In those cases, the Catholic can always go to a Saturday Mass, so they could also attend with the mother. We’re not disallowed to go to Protestant services. We recommend that all the time on this [Coming Home Network] forum in mixed marriage situations. I have suggested it myself, probably a dozen times.

The Sunday obligation was not intended to be just some legalistic thing, but to foster the understanding that Mass attendance and corporate worship of God is supremely important and “non-optional.” Human nature is such that we will look for loopholes whenever possible, to avoid doing even things we know are good and right. The Mass obligation is a sensible counter to that: “you must go to Church or be guilty of a mortal sin.”

After all, we feel that about jobs, don’t we (minus the mortal sin part!)? We don’t consider that optional, to not show up at our jobs everyday. That’s a rule. We don’t try to bend that and go fishing one day, as if we had no responsibility. But when it comes to the things of God, so often we don’t feel a similar obligation, because no one is holding a job and a paycheck over our heads (i.e., coercion of some sort). We don’t think like this with regard to children and their school, etc.

It’s human nature. It would be wonderful if human beings would willingly do what they should at all times without rules, but that’s not reality. And so the obligation is very much a merciful, loving thing, just as parental discipline and rules are altogether loving, though the children think the opposite.

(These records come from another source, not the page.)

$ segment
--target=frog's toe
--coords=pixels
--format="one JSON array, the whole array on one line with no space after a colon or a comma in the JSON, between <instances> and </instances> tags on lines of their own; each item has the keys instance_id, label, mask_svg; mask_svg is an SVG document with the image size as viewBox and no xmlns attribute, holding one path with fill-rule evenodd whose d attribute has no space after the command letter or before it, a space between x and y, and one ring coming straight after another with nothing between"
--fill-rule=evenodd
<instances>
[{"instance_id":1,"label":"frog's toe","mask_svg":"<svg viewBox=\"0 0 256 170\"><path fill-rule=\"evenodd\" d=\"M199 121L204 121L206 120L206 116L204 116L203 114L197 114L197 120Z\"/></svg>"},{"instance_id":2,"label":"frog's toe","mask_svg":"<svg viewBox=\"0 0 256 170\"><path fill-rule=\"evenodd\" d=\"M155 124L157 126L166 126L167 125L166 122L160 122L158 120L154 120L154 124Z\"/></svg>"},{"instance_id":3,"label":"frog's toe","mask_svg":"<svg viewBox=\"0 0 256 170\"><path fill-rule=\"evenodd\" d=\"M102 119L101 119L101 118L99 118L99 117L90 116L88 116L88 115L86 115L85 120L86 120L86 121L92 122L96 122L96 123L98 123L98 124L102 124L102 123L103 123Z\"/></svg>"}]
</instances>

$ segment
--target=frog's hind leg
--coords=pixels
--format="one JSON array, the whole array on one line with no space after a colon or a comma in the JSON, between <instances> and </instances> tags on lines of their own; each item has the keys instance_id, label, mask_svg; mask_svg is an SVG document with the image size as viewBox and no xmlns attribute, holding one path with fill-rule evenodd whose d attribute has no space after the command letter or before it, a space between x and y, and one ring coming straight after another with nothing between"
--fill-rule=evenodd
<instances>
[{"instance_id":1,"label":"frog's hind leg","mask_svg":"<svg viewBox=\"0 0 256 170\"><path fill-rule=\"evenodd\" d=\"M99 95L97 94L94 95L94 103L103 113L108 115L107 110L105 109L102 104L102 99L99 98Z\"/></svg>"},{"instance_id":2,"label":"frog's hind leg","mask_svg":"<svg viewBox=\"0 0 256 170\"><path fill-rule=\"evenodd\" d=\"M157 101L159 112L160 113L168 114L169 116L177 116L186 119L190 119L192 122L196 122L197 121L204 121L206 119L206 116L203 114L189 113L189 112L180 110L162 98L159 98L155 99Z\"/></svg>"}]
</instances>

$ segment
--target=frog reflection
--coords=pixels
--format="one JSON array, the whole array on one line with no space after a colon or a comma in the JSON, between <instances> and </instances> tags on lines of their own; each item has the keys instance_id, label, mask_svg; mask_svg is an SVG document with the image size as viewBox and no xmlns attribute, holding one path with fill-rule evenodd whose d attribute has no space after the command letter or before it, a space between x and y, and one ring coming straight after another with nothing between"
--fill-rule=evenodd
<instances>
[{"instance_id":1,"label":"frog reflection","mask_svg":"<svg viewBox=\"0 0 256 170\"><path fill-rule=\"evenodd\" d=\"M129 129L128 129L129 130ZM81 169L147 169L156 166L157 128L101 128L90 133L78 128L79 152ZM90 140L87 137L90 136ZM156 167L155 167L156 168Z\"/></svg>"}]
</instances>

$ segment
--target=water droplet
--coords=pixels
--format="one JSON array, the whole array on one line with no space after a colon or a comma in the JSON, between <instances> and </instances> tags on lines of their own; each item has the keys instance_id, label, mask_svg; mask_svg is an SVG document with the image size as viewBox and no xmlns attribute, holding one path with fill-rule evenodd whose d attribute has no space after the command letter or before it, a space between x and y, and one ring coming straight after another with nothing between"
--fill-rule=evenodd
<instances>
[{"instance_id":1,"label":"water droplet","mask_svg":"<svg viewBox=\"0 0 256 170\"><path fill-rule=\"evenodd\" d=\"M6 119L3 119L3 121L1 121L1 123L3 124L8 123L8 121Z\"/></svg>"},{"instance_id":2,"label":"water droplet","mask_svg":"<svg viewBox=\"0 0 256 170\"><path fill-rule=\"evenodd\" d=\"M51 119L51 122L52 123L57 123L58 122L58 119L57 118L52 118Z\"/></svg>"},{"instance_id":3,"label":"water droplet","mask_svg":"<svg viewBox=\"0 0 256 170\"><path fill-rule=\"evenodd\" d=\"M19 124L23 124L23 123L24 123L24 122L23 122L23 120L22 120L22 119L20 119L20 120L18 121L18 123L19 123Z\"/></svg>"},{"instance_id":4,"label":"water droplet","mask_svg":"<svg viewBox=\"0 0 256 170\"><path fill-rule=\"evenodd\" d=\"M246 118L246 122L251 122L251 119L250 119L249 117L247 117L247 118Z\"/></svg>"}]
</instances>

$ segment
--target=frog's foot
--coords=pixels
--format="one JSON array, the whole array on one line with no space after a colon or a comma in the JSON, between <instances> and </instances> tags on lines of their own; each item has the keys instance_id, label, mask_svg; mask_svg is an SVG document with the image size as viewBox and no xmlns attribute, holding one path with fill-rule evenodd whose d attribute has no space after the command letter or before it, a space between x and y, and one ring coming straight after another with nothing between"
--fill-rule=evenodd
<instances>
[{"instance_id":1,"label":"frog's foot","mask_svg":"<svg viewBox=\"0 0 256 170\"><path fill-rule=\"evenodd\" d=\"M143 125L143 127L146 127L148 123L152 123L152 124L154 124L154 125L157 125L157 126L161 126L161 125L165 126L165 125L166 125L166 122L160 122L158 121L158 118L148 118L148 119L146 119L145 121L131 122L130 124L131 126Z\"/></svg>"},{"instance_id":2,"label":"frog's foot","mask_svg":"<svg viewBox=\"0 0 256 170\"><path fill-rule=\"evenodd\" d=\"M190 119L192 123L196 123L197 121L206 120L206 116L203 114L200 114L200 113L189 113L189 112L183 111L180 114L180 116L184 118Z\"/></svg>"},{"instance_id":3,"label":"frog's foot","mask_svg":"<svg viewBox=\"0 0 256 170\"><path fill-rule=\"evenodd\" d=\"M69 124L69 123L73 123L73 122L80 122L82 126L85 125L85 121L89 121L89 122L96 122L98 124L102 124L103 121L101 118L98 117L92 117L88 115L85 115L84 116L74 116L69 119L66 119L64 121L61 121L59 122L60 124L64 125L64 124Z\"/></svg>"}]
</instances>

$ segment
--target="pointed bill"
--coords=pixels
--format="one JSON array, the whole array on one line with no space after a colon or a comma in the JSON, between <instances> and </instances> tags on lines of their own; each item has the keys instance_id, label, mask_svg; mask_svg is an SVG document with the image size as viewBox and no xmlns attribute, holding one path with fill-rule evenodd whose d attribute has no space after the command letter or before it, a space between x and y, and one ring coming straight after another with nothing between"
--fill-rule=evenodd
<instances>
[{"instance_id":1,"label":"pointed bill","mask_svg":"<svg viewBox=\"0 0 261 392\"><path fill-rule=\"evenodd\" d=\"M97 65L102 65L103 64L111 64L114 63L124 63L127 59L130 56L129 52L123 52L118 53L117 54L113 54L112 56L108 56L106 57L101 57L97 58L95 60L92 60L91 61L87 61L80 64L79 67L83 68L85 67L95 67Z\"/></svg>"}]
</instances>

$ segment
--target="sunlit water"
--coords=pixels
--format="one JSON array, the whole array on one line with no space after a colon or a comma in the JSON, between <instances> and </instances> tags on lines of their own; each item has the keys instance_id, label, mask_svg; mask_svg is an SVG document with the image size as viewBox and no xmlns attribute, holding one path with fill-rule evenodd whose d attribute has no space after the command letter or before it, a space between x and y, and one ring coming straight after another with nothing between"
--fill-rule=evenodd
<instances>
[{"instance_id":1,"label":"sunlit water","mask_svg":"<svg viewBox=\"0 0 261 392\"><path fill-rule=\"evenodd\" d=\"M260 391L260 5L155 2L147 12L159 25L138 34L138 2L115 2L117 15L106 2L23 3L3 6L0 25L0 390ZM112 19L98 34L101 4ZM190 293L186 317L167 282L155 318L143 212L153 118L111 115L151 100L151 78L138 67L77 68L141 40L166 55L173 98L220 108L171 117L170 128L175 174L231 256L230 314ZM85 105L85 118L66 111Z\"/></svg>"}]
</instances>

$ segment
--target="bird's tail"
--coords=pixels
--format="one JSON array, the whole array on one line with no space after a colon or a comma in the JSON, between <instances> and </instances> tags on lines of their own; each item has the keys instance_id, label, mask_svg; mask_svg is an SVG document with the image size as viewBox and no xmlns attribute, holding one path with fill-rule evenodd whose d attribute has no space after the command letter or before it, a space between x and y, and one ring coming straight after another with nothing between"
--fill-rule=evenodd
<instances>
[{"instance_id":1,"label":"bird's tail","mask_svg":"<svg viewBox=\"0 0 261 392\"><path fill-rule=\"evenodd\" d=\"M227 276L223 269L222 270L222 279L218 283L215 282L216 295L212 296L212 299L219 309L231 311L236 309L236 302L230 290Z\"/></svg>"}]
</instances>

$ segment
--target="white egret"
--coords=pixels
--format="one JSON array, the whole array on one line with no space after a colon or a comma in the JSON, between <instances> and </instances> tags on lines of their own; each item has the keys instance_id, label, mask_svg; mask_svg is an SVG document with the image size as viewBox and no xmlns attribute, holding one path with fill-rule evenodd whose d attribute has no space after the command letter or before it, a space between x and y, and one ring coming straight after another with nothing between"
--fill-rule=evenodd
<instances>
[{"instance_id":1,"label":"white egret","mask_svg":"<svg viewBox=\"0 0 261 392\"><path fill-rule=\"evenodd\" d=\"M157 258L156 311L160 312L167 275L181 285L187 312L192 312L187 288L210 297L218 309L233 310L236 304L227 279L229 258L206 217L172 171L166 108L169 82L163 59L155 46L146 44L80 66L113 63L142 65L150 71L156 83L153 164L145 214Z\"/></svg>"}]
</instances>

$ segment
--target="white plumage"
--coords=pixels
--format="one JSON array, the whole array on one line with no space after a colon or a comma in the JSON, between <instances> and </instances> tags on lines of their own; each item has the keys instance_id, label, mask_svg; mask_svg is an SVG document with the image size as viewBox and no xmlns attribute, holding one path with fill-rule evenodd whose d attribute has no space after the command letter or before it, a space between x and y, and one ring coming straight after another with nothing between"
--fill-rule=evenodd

I see the objectionable, rather anti-biblical attitude on this score in some of my friends. One of my very best friends is a Protestant, and he doesn’t go to church at all anymore. He comes up with some lamebrain excuse that doesn’t hold any water. I simply quoted the Bible at him the last time we got together: “forsake not the assembly of yourselves.”

In the Protestant mindset, though church is surely highly urged (and I would rarely miss a service when I was Protestant), yet there is no binding obligation as in Catholicism, so some people, like my friend, will make that loophole so big a truck could drive through it, and go through life almost as “spiritual loners”. For my money, I’ll take the Sunday Mass obligation any day, over this mentality, where Christians become “lone rangers” and have little or no sense of corporate involvement and accountability. It’s not a burden at all: it’s a freedom to be what God wants me to be: to worship and receive Him with my brothers and sisters in Christ and the Church every Sunday.